WE WILL NOTIFY THE AMERICAN FEDERATION OF GOVERNMENT EMPLOYEES,
AFL-CIO, LOCAL 1617 OF ANY INTENTION TO CANCEL AND REESTABLISH JOB
POSITIONS OF EMPLOYEES REPRESENTED BY AMERICAN FEDERATION OF GOVERNMENT
EMPLOYEES, AFL-CIO, LOCAL 1617, AND UPON REQUEST, CONSULT AND NEGOTIATE,
TO THE EXTENT CONSONANT WITH LAW AND REGULATIONS, ON THE IMPACT AND
IMPLEMENTATION OF SUCH ACTION.
AGENCY OR ACTIVITY
DATED: BY: SIGNATURE
--------------- FOOTNOTES$ ---------------
/1/ THE AUTHORITY IS EMPOWERED TO "REQUIRE AN AGENCY OR A LABOR
ORGANIZATION TO CEASE AND DESIST FROM VIOLATIONS OF THIS CHAPTER AND
REQUIRE IT TO TAKE ANY REMEDIAL ACTION IT CONSIDERS APPROPRIATE TO CARRY
OUT THE POLICIES OF THIS CHAPTER." 5 U.S.C. 7105(G)(3).
/2/ THE SAID ORDER CONSOLIDATED FOR HEARING CASE NOS. 6-CA-32,
6-CA-66, AND 6-CA-105 AND 6-CA-115. AT THE HEARING THE GENERAL COUNSEL
MOVED TO SEVER CASES 6-CA-66 AND 6-CA-115 SINCE THOSE TWO CASES HAD BEEN
SETTLED. THE MOTION WAS GRANTED AND THE INSTANT PROCEEDING RELATES TO
CASES 6-CA-32 AND 6-CA-105.
/3/ A SIMILAR REVIEW PROCESS HAD BEEN UTILIZED PREVIOUSLY IN ONE
MAJOR DIRECTORATE WITHIN THE SAN ANTONIO AIR LOGISTICS CENTER.

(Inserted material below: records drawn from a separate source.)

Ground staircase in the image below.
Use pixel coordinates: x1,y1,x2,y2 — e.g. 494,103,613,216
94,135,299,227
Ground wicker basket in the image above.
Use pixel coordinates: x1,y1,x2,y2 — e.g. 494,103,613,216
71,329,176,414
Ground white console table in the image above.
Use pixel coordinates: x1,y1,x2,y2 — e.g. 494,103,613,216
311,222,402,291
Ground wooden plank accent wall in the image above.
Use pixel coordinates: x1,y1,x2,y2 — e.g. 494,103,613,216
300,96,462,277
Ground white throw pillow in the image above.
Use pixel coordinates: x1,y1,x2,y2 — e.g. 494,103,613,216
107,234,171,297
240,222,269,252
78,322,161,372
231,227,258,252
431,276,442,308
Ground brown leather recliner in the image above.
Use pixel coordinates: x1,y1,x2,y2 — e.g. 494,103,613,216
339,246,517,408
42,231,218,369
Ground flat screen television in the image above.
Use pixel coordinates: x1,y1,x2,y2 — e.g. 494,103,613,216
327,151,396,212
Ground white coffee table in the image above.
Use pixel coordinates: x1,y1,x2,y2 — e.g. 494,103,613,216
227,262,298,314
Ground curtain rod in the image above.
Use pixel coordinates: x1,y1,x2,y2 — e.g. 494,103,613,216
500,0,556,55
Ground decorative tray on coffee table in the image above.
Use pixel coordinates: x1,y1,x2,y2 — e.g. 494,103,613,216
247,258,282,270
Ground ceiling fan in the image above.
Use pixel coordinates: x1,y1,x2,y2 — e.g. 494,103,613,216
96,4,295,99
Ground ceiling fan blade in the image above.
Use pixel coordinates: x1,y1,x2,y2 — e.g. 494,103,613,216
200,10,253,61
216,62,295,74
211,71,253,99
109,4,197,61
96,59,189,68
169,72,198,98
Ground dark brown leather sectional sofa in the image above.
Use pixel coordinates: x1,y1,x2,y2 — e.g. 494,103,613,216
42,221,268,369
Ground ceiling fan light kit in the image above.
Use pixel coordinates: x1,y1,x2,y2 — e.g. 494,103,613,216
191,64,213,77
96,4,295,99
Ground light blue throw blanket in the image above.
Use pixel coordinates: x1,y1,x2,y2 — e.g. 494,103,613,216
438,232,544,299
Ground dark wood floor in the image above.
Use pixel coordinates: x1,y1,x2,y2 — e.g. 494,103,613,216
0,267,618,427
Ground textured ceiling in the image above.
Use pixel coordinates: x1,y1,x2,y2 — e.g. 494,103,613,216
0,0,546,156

/4/ RESPONDENT'S CIVILIAN PERSONNEL OFFICIAL, EDWARD GRAHAM,
TESTIFIED, AND I FIND, THE NEW GUIDELINE SET FORTH DETAILS FOR THE
SUPERVISOR TO CONSIDER WHICH WERE NOT INCLUDED IN THE ORIGINAL
REGULATIONS, IN EVALUATING THE EMPLOYEES.
/5/ QUIROGA ALSO SPOKE TO MURRELL CIVILIAN PERSONNEL OFFICER RE THE
1979 APPRAISAL PROCEDURE AND REQUESTED AN OPPORTUNITY TO BARGAIN RE THE
EVALUATION SYSTEM. MURRELL INSISTED THE MATTER WAS NOT NEGOTIABLE.
/6/ HIS TDY COMMENCED ON APRIL 27.
/7/ WHILE THE NEW GUIDE ALSO SETS FORTH CERTAIN ITEM" WHICH MIGHT BE
CONSIDERED BY THE SUPERVISOR IN APPRAISING EMPLOYEES, GENERAL COUNSEL
DOES NOT INSIST THESE SUGGESTIONS CONSTITUTE A CHANGE IN THE SYSTEM. IN
ANY EVENT, I DO NOT CONSTRUE SUCH SUGGESTIONS AS SO CONSTITUTING A
"CHANGE", IN EVALUATION PROCEDURE SO AS TO REQUIRE NEGOTIATIONS THEREON.